ECLI:NL:HR:2004:AP1381
Hoge Raad
- Cassatie
- A.E.M. van der Putt-Lauwers
- F.W.G.M. van Brunschot
- C.B. Bavinck
- Rechtspraak.nl
Cassatie over aanslag inkomstenbelasting en informeel kapitaal
In deze zaak gaat het om een beroep in cassatie van belanghebbende X tegen de uitspraak van het Gerechtshof te Amsterdam van 18 maart 2003, betreffende een aanslag in de inkomstenbelasting/premie volksverzekeringen voor het jaar 1996. De aanslag was oorspronkelijk opgelegd op een belastbaar inkomen van ƒ 790.646, waarvan een bedrag van ƒ 729.750 belast was naar het tarief van artikel 57a van de Wet op de inkomstenbelasting 1964. Na bezwaar was de aanslag verminderd, maar belanghebbende ging in beroep bij het Hof, dat het beroep ongegrond verklaarde. Hierna heeft belanghebbende cassatie ingesteld tegen deze uitspraak.
De Hoge Raad heeft de zaak beoordeeld en zich geconcentreerd op de middelen die door belanghebbende zijn ingediend. Een van de middelen, middel III, klaagde erover dat het Hof had verzuimd de verkrijgingsprijs van de aandelen van belanghebbende in F BV te verhogen met een bedrag van ƒ 49.785, dat als informeel kapitaal was onttrokken aan H BV. De Hoge Raad oordeelde dat dit middel gegrond was, maar dat het niet tot cassatie kon leiden, omdat de aanslag niet naar een te hoog bedrag was opgelegd.
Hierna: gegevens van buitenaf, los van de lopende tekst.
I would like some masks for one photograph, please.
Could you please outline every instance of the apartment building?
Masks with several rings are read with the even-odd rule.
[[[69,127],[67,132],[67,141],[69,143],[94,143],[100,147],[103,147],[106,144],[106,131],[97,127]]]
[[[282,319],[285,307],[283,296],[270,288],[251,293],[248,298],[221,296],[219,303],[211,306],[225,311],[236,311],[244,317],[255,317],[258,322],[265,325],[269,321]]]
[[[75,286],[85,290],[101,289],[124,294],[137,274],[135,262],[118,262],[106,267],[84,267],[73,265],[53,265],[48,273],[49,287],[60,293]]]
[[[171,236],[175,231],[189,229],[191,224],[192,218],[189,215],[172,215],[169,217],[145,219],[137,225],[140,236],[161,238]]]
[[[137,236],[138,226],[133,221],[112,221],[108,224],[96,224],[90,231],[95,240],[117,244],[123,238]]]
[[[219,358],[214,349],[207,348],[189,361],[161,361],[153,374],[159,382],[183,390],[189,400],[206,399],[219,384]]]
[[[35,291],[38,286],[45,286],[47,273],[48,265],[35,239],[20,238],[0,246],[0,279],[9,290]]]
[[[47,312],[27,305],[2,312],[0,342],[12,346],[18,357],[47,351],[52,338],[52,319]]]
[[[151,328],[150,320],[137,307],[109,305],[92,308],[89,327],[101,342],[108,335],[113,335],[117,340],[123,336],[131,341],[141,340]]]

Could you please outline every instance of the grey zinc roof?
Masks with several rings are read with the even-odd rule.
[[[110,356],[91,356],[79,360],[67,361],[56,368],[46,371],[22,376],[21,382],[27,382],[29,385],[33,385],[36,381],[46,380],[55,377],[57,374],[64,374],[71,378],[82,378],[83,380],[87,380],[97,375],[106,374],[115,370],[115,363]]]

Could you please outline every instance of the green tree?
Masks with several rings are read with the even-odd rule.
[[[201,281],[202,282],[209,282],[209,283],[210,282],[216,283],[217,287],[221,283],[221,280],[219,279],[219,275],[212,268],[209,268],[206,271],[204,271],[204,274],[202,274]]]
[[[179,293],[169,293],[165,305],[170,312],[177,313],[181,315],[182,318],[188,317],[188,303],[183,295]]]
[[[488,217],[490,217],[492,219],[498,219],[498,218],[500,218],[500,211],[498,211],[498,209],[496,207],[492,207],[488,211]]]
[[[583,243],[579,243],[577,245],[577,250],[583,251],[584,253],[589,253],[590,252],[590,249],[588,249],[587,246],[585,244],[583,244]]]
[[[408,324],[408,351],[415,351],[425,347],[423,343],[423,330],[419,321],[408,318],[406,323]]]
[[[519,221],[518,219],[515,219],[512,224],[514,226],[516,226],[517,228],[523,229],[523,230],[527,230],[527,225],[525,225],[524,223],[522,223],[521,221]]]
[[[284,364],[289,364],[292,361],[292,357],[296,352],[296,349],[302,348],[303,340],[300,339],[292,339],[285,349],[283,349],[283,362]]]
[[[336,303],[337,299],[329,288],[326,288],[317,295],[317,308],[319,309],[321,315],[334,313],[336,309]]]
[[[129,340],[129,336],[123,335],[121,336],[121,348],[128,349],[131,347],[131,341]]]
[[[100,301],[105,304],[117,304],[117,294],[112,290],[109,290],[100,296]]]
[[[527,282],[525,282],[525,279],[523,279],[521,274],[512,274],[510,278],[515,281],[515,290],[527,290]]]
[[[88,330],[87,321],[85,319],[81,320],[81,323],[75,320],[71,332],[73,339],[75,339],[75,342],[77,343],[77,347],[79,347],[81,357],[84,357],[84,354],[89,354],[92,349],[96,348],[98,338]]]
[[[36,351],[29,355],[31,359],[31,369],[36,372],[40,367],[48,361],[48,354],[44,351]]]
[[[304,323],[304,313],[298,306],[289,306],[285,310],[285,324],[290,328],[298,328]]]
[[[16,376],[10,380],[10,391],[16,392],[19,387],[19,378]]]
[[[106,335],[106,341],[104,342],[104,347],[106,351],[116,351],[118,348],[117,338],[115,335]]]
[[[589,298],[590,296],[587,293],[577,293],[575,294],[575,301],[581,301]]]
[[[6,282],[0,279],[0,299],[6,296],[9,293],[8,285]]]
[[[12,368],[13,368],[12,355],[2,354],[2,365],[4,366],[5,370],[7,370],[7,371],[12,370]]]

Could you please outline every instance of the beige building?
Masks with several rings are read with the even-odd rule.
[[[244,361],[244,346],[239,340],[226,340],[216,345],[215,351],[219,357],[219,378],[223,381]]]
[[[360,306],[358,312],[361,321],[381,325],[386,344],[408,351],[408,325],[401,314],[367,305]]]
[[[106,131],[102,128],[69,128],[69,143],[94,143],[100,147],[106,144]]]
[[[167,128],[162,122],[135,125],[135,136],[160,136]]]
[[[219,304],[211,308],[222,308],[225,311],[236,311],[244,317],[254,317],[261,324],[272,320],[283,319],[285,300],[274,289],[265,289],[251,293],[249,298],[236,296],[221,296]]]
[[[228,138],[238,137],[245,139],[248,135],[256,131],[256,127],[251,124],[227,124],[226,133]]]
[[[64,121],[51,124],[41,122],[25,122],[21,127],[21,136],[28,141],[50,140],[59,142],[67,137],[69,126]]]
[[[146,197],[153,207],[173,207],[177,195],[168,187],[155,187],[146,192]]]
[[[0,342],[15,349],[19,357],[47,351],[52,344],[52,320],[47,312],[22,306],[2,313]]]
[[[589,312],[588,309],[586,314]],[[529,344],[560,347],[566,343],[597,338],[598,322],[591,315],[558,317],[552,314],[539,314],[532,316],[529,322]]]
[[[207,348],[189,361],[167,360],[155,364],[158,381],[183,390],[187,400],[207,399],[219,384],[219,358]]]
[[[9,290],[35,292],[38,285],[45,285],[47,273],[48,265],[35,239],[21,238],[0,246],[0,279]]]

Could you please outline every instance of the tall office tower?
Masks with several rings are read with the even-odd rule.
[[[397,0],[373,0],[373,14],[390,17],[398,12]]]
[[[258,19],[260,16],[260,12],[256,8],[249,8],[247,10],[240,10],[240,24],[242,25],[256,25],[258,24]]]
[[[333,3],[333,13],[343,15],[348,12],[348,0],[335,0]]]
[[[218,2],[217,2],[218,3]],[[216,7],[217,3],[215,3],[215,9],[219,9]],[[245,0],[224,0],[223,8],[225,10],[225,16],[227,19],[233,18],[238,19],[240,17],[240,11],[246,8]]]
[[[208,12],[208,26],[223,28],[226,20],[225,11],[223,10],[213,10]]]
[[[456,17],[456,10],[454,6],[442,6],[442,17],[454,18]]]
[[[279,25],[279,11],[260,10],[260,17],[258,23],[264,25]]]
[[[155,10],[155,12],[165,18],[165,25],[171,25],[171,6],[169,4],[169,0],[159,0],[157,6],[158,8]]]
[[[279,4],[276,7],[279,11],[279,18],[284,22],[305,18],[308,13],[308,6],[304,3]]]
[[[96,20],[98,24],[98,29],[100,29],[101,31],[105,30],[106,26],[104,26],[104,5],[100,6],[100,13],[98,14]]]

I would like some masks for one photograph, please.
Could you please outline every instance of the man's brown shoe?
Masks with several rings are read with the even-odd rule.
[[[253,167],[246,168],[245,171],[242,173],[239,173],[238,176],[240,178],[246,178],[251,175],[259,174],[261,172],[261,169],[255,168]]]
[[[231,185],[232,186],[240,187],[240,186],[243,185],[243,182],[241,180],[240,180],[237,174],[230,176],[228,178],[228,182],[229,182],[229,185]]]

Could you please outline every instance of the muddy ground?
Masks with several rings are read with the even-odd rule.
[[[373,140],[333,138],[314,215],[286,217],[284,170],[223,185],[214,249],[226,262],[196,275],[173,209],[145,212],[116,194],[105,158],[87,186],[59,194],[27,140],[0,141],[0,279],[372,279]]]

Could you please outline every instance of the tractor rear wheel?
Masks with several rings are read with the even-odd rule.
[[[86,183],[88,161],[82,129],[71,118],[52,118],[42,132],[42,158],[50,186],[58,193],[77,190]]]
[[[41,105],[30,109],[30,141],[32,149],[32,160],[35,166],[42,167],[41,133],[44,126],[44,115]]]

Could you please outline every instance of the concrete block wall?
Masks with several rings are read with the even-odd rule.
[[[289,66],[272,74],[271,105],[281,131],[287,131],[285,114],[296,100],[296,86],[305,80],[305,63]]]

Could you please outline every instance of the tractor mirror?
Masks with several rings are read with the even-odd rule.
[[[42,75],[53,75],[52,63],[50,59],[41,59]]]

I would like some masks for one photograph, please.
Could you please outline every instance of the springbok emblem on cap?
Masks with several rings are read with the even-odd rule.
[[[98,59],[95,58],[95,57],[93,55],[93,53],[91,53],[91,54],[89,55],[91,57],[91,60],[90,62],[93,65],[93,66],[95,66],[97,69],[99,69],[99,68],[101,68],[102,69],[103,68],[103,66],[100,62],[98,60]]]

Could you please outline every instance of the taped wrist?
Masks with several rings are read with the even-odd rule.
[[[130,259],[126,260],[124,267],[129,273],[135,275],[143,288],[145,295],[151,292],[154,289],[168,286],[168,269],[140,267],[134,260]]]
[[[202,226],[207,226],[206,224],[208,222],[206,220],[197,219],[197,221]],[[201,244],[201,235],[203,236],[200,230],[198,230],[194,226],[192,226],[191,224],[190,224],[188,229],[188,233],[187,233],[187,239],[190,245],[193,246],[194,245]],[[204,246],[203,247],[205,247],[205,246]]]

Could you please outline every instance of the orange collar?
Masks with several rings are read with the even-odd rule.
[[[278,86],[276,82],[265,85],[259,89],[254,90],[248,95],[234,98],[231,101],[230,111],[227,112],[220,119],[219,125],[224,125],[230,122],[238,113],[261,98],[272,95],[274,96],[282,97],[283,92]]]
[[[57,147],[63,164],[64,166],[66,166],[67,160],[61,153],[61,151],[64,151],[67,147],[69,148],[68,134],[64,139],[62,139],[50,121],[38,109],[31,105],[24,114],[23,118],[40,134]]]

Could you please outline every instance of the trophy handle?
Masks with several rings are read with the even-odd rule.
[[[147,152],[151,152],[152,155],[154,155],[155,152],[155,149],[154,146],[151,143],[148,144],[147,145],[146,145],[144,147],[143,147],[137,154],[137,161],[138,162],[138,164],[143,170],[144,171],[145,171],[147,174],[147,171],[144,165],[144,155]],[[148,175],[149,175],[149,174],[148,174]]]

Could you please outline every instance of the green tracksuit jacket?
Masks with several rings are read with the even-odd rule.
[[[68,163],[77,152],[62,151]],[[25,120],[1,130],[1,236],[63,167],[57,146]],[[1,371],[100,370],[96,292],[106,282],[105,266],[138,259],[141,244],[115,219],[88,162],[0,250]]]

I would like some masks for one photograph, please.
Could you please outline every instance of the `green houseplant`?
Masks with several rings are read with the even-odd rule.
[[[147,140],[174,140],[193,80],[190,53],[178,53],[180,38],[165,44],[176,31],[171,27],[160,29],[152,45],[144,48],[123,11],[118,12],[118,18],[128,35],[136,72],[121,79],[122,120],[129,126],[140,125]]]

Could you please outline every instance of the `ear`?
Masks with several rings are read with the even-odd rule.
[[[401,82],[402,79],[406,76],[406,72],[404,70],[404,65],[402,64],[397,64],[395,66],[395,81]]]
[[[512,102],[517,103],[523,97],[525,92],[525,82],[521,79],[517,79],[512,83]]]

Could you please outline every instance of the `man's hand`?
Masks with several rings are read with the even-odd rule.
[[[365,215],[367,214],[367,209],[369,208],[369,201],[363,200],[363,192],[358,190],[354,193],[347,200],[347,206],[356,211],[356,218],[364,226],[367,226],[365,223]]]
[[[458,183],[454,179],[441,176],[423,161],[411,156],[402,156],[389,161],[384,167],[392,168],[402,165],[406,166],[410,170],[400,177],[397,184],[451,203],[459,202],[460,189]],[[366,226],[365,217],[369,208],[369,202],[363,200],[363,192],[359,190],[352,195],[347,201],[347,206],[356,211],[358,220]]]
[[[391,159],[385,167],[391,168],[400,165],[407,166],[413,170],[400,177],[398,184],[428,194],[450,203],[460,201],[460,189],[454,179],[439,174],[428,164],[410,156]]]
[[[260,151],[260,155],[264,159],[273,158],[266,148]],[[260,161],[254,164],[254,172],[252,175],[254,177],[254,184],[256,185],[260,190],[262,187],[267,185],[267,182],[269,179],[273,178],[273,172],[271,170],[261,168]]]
De overige middelen werden door de Hoge Raad verworpen, waarbij werd opgemerkt dat deze middelen geen nadere motivering behoefden, aangezien ze niet nopen tot beantwoording van rechtsvragen in het belang van de rechtseenheid of de rechtsontwikkeling. De Hoge Raad achtte ook geen termen aanwezig voor een veroordeling in de proceskosten.
Uiteindelijk verklaarde de Hoge Raad het beroep ongegrond, en dit arrest werd uitgesproken op 11 juni 2004 door de vice-president en twee raadsheren, in aanwezigheid van de waarnemend griffier.